Além dos integrantes da equipe da EJA, alunos de cinco escolas participaram do passeio, que começou com uma visita ao entorno do Museu do Amanhã e terminou na Feira de São Cristóvão. São elas: Escola Cypriano Mendes da Veiga, Colégio Dermeval Barbosa Moreira, Escola Hermenegildo Gripp, Escola Hermínia Condack e Escola Hermínia S. Silva. Os alunos divertiram-se muito e ficaram encantados com a cultura nordestina. Para a coordenadora da equipe da EJA, Marilea Vizzoni, foi uma oportunidade muito gratificante poder unir o conhecimento de sala à viagem.

 

Sobre a Feira de São Cristóvão – data de 1945 o início dos primeiros movimentos que deram origem à Feira de São Cristóvão, ou Feira dos Nordestinos, como é conhecida no estado do Rio.
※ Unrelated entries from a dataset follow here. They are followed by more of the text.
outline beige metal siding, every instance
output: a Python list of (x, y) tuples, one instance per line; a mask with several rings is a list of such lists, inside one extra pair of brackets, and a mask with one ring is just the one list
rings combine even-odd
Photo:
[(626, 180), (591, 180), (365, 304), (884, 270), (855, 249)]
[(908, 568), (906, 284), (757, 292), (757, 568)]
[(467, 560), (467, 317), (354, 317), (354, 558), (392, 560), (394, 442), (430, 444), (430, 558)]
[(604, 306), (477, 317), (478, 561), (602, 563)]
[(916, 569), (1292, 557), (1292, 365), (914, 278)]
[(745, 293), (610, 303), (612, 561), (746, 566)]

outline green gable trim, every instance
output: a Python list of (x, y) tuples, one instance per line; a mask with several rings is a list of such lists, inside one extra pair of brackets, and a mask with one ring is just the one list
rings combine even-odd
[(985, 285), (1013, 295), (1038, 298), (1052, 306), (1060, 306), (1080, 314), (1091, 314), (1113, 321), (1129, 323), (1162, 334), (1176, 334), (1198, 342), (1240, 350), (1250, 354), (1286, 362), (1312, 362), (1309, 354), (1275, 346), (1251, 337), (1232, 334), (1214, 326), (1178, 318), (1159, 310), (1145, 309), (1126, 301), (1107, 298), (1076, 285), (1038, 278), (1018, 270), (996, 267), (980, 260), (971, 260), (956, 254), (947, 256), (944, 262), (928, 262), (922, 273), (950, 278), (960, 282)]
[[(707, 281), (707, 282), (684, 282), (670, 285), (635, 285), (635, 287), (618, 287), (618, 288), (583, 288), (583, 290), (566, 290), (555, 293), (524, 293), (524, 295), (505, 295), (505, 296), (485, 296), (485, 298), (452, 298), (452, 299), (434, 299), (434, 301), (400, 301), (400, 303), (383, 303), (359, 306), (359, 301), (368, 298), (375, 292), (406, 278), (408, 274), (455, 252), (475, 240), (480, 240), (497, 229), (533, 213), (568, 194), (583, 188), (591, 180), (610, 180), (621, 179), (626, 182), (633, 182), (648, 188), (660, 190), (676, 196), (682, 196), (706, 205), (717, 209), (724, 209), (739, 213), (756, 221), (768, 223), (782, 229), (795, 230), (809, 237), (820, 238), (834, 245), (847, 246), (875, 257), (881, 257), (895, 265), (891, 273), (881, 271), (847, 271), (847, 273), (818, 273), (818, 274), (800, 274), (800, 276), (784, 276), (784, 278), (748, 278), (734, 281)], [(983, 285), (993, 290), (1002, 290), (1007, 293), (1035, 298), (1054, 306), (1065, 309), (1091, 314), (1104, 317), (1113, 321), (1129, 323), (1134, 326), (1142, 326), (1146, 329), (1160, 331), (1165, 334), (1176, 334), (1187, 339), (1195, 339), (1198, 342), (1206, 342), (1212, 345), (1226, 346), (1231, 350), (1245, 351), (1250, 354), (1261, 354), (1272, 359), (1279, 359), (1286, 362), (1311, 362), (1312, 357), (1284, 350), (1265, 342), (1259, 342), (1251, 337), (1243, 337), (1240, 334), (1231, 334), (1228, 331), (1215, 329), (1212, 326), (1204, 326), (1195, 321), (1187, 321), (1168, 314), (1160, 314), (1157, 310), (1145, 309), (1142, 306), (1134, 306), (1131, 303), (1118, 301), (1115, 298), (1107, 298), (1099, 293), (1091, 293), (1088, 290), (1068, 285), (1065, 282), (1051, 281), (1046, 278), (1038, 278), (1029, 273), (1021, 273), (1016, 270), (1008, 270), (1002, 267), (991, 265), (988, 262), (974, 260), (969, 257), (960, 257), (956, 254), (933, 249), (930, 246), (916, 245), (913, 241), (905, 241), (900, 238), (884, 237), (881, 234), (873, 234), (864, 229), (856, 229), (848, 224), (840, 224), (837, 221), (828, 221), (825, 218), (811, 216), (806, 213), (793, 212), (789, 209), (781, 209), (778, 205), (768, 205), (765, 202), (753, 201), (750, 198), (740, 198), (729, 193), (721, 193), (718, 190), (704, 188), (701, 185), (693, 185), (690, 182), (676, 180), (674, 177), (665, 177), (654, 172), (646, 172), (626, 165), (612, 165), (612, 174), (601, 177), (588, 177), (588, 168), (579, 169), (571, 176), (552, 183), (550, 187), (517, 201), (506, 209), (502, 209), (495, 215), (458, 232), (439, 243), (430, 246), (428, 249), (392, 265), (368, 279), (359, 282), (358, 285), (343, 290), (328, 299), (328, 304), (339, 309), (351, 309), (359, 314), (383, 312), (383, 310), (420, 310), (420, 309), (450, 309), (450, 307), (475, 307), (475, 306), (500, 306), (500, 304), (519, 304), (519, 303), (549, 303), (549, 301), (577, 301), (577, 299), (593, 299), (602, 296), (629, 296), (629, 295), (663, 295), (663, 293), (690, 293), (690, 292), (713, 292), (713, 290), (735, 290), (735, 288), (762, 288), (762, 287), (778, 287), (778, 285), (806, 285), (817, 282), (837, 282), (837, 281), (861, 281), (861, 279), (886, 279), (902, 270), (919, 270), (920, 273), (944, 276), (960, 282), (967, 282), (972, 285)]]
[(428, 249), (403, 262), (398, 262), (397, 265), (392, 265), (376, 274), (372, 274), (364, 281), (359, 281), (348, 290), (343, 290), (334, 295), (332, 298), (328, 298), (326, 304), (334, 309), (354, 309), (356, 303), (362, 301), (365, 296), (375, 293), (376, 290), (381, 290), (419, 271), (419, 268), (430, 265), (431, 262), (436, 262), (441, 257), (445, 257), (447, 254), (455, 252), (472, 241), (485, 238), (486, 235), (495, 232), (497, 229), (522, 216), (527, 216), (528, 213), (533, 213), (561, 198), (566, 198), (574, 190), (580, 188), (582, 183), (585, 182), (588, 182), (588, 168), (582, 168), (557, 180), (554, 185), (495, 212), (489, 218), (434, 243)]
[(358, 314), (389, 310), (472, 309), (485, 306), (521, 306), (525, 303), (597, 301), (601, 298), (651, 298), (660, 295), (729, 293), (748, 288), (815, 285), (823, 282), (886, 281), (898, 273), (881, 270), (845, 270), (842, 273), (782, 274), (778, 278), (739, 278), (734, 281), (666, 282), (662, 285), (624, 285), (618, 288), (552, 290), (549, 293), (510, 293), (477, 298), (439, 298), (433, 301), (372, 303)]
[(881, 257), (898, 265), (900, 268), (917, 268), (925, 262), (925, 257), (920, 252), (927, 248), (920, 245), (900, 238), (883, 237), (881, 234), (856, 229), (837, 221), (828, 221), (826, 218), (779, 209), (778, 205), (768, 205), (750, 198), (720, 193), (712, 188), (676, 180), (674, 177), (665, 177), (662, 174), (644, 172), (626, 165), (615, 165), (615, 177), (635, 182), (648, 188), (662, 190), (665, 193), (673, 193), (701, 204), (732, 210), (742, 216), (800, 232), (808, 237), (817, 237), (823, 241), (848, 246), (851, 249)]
Nesta época, retirantes nordestinos chegavam ao Campo de São Cristóvão em caminhões, vindos para trabalhar na construção civil. A animada festa, com muita música e comida típica, gerada pelo encontro dos recém-chegados com parentes e conterrâneos, deu origem à feira, que permaneceu ao redor do Campo de São Cristóvão por 58 anos.

 

Em 2003, o antigo pavilhão foi reformado pela Prefeitura do Rio e transformado no Centro Municipal Luiz Gonzaga de Tradições Nordestinas. Hoje, não só nordestinos frequentam a feira para matar saudades e resgatar um pouco de sua cultura, como também cariocas e turistas de todo o país.